Re: Offline enabling/disabling of data checksums

From: Michael Banck <michael(dot)banck(at)credativ(dot)de>
To: Fabien COELHO <coelho(at)cri(dot)ensmp(dot)fr>, Magnus Hagander <magnus(at)hagander(dot)net>
Cc: Michael Paquier <michael(at)paquier(dot)xyz>, Postgres hackers <pgsql-hackers(at)postgresql(dot)org>
Subject: Re: Offline enabling/disabling of data checksums
Date: 2019-01-08 11:05:43
Message-ID: 1546945543.32387.8.camel@credativ.de
Views: Raw Message | Whole Thread | Download mbox | Resend email
Thread:
Lists: pgsql-hackers

Hi,

Am Donnerstag, den 27.12.2018, 12:26 +0100 schrieb Fabien COELHO:
> > > For enable/disable, while the command is running, it should mark the
> > > cluster as opened to prevent an unwanted database start. I do not see
> > > where this is done.
> > >
> > > You have pretty much the same class of problems if you attempt to
> > > start a cluster on which pg_rewind or the existing pg_verify_checksums
> > > is run after these have scanned the control file to make sure that
> > > they work on a cleanly-stopped instance. [...]
> >
> > I think it comes down to what the outcome is.
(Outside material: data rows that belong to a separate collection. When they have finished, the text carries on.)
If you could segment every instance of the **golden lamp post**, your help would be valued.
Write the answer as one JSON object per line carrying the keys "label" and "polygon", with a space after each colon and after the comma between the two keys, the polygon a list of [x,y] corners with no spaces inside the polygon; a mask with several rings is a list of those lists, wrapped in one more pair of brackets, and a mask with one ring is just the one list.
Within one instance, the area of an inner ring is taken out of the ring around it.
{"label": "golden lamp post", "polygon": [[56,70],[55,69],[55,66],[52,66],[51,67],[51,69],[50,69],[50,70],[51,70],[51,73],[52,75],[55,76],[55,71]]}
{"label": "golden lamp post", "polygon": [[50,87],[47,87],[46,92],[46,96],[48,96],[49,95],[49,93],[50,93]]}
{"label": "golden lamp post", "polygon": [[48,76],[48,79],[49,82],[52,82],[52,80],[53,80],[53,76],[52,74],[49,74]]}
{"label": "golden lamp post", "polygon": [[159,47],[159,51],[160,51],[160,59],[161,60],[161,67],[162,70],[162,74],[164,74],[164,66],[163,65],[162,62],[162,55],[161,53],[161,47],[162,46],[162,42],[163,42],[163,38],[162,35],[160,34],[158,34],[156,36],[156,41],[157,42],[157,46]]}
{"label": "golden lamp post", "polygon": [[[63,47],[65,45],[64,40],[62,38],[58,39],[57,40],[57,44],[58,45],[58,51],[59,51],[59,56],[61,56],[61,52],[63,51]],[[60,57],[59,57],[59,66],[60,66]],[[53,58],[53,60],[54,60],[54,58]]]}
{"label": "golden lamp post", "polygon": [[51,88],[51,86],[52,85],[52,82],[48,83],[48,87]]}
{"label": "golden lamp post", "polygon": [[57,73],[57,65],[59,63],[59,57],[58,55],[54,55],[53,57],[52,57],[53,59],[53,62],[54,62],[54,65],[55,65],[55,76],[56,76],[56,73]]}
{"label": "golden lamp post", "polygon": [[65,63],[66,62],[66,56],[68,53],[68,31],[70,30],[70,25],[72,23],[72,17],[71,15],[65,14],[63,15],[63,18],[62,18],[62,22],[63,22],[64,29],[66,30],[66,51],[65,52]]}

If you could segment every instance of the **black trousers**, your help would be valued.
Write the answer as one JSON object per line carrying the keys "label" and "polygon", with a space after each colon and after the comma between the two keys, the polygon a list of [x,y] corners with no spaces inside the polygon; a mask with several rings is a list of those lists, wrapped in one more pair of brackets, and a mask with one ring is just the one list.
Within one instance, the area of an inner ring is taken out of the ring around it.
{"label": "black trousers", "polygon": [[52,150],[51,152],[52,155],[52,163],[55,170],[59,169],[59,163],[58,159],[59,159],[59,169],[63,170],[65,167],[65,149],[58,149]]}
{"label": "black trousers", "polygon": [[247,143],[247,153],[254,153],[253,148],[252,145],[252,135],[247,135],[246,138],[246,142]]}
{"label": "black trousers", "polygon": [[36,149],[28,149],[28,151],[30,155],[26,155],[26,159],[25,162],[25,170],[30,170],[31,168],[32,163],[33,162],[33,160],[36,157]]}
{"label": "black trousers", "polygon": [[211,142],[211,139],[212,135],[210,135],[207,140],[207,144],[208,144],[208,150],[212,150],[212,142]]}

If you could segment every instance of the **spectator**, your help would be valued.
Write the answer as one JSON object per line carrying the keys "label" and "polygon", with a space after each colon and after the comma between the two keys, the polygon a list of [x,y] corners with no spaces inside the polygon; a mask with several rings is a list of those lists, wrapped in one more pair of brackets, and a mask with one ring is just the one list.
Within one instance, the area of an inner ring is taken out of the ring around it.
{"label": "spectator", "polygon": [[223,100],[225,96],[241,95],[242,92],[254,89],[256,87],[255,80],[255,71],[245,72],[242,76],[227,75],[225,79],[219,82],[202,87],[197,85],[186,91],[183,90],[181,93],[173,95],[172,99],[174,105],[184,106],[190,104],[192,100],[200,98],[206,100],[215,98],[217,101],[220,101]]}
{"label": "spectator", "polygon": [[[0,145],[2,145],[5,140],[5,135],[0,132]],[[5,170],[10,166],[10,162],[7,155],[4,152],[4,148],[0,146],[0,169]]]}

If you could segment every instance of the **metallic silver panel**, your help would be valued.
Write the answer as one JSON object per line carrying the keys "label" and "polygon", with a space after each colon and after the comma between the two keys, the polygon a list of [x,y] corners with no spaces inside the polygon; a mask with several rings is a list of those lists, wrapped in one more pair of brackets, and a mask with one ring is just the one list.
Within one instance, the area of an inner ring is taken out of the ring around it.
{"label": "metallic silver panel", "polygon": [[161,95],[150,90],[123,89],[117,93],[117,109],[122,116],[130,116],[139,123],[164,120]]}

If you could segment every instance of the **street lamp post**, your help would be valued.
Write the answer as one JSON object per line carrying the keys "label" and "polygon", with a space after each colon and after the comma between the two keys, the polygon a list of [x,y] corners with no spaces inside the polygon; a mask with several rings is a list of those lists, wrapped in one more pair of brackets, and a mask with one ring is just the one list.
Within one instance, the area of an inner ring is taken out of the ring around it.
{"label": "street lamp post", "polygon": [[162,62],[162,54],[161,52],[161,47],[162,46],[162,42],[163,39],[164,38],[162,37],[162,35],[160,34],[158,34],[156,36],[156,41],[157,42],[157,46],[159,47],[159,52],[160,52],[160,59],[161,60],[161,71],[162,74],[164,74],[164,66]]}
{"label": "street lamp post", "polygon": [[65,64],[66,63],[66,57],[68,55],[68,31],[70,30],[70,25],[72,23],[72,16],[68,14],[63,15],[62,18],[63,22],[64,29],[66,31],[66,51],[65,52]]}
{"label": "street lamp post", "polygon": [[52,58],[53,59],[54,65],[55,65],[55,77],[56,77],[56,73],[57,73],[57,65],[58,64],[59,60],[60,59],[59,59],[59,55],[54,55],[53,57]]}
If we're going to end up with
> > a corrupt database (e.g. one where checksums aren't set everywhere but they
> > are marked as such in pg_control) then it's not acceptable. If the only
> > outcome is the tool gives an error that's not an error and if re-run it's
> > fine, then it's a different story.
>
> ISTM that such an outcome is indeed a risk, as a starting postgres could
> update already checksummed pages without putting a checksum. It could be
> even worse, although with a (very) low probability, with updates
> overwritten on a race condition between the processes. In any case, no
> error would be reported before much later, with invalid checksums or
> inconsistent data, or undetected forgotten committed data.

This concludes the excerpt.